I'm attending a 3d-graphics course and I want to figure out which homograpic transformations conserve a circle's equation.

The circle's equation is given as:

Circle = $x^2 + y^2 + Ax + By + C = 0$

So in an effort to find out some transformations, I though about creating a matrix

$H=\big( \matrix{h_1 & h_2 & h_3 \\h_4 & h_5 & h_6\\ h_7 & h_8 & h_9}\big)$

and then do right side multiplication with Circle, i.e $H*Circle=Circle*H=Circle$

But I am having a problem figuring out how to multiply the equation with H

Any ideas? Maybe I'm looking at it the wrong way, and there is a simpler solution out there?
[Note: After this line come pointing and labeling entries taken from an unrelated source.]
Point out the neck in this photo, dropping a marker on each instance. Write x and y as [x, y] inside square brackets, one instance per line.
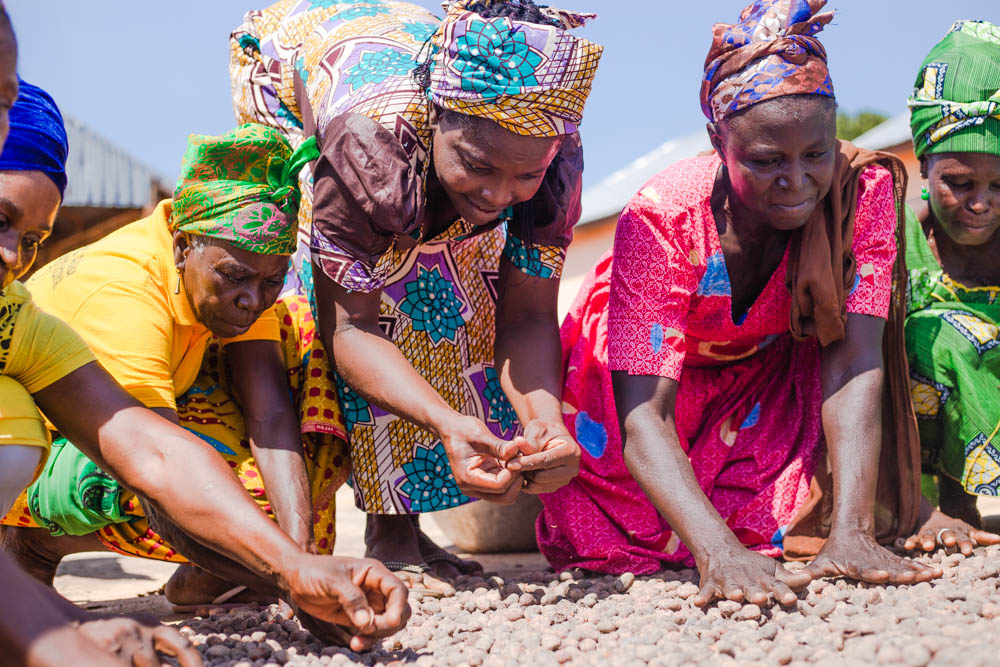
[972, 265]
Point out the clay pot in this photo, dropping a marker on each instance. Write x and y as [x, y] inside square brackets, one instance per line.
[482, 527]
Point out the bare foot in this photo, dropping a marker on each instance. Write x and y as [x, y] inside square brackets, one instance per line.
[395, 540]
[191, 586]
[443, 563]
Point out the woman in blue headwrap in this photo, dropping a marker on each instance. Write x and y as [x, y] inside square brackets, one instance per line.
[46, 366]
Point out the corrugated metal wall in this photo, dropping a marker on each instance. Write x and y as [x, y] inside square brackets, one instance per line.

$$\mathbf{x}^T \mathbf{Q} \mathbf{x}=0$$
$$\mathbf{Q}$$ is a 3x3 matrix encoding your $$A$$, $$B$$ and $$C$$ (see wikipedia for details).
Under the point homography $$\mathbf{x}^{\prime}=\mathbf{H}\mathbf{x}$$ a conic $$\mathbf{Q}$$ transforms to $$\mathbf{Q}^{\prime}=\mathbf{H}^{-T}\mathbf{Q}\mathbf{H}^{−1}$$. See for example Algorithms for computing a planar homography from conics in correspondence by Juho Kannala, Mikko Salo, and Janne Heikkilä.